- Origin: New York City, U.S.
- Genres: Hip-hop
- Years active: 1994–1995; 2007;
- Labels: 40 Acres and a Mule; MCA;
- Past members: Buckshot Chubb Rock Jean Grae Jeru the Damaja Masta Ace Memphis Bleek Mos Def O.C. Special Ed

= Crooklyn Dodgers =

American hip hop group

The Crooklyn Dodgers were an American hip-hop supergroup based in Brooklyn, New York, consisting of rotating members.

They appeared in three separate incarnations in 1994, 1995, and 2007. The first two incarnations recorded for the soundtracks for Spike Lee films, Crooklyn and Clockers, respectively. The theme connecting the songs, aside from the Spike Lee films for which they were made, is their topical concerns, which comment on the state of affairs in and around urban New York, as well as other issues affecting everyday life.

==Discography==
===Singles===
- "Crooklyn" (1994), MCA
- "Return of the Crooklyn Dodgers" (1995), 40 Acres and a Mule/MCA

==Versions==
===Crooklyn Dodgers===
The first group was composed of Buckshot, Masta Ace and Special Ed. Their first and only record was "Crooklyn", produced by Q-Tip of A Tribe Called Quest, and was featured in the 1994 film Crooklyn. The music video featured appearances by Brooklyn-born athletes Michael Jordan and Mike Tyson.
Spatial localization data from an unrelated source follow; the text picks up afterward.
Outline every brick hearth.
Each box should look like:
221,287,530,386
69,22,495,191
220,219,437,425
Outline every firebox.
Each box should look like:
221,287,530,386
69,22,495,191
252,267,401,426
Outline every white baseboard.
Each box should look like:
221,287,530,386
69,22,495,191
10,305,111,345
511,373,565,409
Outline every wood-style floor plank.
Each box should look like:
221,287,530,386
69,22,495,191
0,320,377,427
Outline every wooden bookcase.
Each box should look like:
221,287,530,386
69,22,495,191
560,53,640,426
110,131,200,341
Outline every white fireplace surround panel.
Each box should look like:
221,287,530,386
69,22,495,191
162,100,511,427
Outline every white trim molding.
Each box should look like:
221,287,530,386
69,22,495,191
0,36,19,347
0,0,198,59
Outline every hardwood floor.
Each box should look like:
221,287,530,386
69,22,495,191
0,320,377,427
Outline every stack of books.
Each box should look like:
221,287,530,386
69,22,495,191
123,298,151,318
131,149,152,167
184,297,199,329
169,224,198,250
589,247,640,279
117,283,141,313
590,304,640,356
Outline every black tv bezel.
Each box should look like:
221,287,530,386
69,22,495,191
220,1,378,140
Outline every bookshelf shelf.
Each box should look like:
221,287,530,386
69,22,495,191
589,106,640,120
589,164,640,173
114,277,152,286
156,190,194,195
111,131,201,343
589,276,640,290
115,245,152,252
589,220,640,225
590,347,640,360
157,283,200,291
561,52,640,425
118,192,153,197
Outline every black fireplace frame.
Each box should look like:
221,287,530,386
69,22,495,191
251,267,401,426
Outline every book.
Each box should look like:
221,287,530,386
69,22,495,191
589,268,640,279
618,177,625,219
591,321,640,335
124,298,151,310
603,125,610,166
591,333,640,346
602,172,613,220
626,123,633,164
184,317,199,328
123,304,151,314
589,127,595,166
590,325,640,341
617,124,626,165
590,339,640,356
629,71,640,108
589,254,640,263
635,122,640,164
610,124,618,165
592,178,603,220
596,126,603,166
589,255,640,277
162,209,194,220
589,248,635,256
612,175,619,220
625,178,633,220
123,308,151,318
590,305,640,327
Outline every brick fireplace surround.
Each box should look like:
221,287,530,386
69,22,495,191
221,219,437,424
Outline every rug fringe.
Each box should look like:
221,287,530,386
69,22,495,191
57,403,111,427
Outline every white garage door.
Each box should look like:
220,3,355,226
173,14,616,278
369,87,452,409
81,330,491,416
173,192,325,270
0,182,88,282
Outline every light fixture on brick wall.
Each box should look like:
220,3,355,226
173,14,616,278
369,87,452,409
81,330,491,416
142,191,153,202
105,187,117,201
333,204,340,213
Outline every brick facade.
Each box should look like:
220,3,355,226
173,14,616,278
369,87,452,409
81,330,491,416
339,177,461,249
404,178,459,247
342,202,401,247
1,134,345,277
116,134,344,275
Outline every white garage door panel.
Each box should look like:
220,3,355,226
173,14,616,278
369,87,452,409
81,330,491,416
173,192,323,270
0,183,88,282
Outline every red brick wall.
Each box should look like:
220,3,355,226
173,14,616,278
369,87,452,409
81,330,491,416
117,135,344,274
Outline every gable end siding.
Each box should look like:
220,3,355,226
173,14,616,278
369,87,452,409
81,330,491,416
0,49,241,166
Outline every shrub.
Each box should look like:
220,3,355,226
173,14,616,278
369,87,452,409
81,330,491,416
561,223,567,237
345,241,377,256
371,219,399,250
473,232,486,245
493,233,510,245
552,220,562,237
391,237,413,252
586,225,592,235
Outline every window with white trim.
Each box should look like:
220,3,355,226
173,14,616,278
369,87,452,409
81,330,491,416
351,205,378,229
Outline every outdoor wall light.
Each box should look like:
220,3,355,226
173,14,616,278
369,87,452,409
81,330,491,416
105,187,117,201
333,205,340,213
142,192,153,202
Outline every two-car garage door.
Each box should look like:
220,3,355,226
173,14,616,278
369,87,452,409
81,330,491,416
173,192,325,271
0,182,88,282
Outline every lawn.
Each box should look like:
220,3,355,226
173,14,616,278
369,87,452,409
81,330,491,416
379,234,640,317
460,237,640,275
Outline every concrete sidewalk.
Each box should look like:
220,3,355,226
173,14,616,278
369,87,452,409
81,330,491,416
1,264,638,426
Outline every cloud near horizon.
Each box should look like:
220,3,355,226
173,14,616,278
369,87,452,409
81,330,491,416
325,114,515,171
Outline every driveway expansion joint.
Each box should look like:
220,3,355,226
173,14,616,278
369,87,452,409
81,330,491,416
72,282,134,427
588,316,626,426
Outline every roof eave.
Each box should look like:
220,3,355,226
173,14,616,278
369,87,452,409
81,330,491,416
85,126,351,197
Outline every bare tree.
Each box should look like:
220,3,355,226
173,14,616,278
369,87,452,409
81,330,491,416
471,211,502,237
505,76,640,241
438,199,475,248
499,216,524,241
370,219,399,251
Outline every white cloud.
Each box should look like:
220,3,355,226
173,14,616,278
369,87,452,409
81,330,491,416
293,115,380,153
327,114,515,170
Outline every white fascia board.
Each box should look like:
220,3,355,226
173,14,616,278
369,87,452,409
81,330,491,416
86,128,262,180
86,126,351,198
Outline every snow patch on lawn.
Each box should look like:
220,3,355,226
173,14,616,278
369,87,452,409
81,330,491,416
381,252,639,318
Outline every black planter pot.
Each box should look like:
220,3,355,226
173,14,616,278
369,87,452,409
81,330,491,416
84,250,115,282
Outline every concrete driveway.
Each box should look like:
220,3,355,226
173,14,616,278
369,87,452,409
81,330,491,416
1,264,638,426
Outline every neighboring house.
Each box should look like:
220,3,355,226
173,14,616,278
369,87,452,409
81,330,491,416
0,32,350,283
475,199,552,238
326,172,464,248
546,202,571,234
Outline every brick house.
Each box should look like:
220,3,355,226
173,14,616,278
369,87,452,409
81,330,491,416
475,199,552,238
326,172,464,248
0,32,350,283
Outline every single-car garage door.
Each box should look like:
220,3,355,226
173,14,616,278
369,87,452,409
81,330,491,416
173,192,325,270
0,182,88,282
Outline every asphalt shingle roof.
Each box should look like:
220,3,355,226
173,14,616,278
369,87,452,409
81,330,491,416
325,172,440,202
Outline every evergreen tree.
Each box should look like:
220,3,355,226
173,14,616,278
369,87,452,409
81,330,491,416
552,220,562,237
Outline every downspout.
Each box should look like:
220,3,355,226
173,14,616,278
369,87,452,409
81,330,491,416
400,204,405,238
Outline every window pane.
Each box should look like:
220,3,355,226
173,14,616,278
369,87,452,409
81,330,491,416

===Crooklyn Dodgers '95===
The second group was composed of Chubb Rock, Jeru the Damaja and O.C. Their first and only record was "Return of the Crooklyn Dodgers", produced by DJ Premier, and was featured in the 1995 film Clockers.

===Crooklyn Dodgers III===
The third group consisted of Jean Grae, Mos Def and Memphis Bleek. North Carolina producer 9th Wonder resurrected the group concept in 2007 for a track on his album The Dream Merchant Vol. 2, titled "Brooklyn in My Mind".